Design and Procedure: An EEG recording was collected during 3 minutes of two-auditory motor task with interstimulus interval of 3 seconds (“press”, “do not press”). The experiment was conducted in a sound-attenuated room, while the participants were awake, unsedated, and comfortably seated in a chair in front of a computer screen. Participants held a button-controller in one hand seated on the thigh. During the task, auditory-verbal commands were presented, where the auditory command was adjusted to a comfortable hearing level (Nagasawa et al. 2010). Each subject was instructed to press the button using the thumb when a pre-recorded verbal command saying “Press” was given and not to press the button when a verbal command saying “Do not press” was given. Each subject completed the auditory-motor task for both hands. The task contained 40 trials; 20 auditory-verbal commands saying, “Press” and 20 commands saying “Do not press”, presented in a pseudorandom order. 
EEG recording and preprocessing: The EEG was recorded using high-density 256 channels EEG with a sampling-rate of 1024 Hz. ANT Neuro system with an offline common reference, and electrooculogram (EOG) electrode below the right eye, and a ground electrode on the left neck. Raw EEG was exported and further analyzed using EEGlab toolbox in Matlab. EEG signals were first filtered between 10 and 80 Hz (Hall et al. 2011). The raw EEG was processed by digital bandpass filtering (Wang et al. 2015) and separated into different frequency categories: beta 1 (13–20 Hz), beta 2 (20–30 Hz), low gamma (30–45 Hz) and high gamma (45-80 Hz). Epochs for the auditory cortical activation and analysis were selected between +100ms until 1100ms from auditory command (1000 ms). For the movement related gamma and beta oscillations the epoch segmentation was between -500ms to +500ms (1000ms) relative to the onset of the button press code seen in the EEG trace. The reference period (baseline period) was set between +1500ms to +2500ms post stimulus onset (1000ms).

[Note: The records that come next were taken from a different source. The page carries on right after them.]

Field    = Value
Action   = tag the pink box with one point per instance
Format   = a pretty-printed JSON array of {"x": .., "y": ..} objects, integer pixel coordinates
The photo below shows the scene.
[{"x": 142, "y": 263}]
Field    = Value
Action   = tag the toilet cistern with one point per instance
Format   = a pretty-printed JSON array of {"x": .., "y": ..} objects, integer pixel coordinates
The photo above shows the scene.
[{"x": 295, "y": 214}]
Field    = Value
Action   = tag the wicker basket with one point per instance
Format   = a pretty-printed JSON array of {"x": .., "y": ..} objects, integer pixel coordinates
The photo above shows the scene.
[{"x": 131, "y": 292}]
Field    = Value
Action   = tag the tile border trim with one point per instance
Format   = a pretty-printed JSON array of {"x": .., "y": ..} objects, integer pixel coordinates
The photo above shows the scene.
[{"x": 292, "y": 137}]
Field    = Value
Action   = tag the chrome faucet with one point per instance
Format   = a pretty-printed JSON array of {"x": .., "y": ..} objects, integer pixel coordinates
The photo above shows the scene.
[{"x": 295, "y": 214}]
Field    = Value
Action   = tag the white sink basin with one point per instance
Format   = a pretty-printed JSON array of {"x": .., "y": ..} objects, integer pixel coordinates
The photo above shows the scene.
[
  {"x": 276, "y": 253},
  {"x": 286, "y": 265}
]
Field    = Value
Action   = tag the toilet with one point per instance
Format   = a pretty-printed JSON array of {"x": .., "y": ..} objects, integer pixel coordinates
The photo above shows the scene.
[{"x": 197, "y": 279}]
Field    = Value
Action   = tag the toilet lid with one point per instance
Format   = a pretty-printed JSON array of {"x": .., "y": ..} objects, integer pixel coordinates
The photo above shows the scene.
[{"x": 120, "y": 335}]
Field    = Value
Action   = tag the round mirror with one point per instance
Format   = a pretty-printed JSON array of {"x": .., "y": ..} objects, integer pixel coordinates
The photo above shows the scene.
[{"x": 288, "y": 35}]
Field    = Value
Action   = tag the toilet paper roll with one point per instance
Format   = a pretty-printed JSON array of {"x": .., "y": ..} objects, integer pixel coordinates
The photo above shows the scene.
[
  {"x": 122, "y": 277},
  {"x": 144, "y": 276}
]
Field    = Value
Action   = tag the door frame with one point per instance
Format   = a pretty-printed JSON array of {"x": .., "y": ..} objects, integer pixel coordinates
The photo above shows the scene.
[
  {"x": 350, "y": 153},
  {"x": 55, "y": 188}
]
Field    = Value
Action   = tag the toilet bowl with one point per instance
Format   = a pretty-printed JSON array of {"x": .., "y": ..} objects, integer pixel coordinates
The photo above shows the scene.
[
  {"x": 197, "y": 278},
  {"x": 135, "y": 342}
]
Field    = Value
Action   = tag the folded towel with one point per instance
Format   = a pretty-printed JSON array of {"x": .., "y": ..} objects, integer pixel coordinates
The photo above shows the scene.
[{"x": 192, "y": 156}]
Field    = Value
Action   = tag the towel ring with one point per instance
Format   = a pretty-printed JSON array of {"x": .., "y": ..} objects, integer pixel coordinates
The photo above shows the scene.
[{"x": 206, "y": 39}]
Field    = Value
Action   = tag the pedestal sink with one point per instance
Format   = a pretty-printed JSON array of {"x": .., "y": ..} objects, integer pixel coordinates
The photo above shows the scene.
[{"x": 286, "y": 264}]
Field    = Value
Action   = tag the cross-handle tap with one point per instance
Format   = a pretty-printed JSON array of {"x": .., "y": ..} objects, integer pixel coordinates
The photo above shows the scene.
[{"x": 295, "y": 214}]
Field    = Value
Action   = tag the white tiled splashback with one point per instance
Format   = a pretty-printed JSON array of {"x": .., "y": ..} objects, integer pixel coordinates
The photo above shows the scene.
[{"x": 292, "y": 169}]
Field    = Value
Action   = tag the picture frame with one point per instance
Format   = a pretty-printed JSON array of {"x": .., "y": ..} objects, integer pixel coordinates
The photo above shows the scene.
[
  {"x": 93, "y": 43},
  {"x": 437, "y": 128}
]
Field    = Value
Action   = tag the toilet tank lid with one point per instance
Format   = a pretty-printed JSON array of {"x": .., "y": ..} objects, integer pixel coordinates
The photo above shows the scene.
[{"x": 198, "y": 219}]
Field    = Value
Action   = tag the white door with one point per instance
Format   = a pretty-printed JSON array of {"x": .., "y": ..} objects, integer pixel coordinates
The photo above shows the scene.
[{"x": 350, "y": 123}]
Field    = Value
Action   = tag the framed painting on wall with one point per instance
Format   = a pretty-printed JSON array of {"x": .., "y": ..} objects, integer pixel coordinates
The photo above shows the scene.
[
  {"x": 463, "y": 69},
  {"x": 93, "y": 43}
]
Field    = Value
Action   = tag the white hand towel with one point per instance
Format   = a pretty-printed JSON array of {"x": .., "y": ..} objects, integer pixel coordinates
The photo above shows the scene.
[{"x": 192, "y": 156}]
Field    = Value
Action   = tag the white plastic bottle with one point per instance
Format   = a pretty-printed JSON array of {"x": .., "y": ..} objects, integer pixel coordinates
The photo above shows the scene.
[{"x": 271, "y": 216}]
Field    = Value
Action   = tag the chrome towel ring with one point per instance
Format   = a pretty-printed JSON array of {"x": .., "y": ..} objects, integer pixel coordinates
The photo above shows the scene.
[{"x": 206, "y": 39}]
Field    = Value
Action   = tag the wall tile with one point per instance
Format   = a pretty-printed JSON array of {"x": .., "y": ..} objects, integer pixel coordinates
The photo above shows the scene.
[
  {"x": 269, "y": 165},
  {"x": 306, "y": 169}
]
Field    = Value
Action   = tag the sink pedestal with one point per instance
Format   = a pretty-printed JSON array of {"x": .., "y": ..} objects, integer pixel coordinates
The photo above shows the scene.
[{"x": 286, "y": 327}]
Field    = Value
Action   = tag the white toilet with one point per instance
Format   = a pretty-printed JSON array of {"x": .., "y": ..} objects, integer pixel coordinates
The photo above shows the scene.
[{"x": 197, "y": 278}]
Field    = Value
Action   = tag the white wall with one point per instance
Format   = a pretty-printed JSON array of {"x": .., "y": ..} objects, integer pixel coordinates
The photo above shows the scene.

To measure the event-related oscillations augmentation and attenuation, we calculated the average amplitude percentage change relative to the reference period (Pfurtscheller et al., 1977; Pfurtscheller and Lopes da Silva, 1999). Epochs containing artifacts ±50 μV at the regions of interest (STG, M1 and their surrounding areas) were then removed. Finally, the remaining artifact-free trials were analyzed. 
Statistical analysis: Averages in each condition and for both groups were measured and compared. To assess the event related gamma and beta oscillations, linear regression estimation and paired sample t-tests were calculated. The values were later averaged for each participant and then for both groups (Patients vs. Control). Pearson correlation analysis was used for individual EEG measures.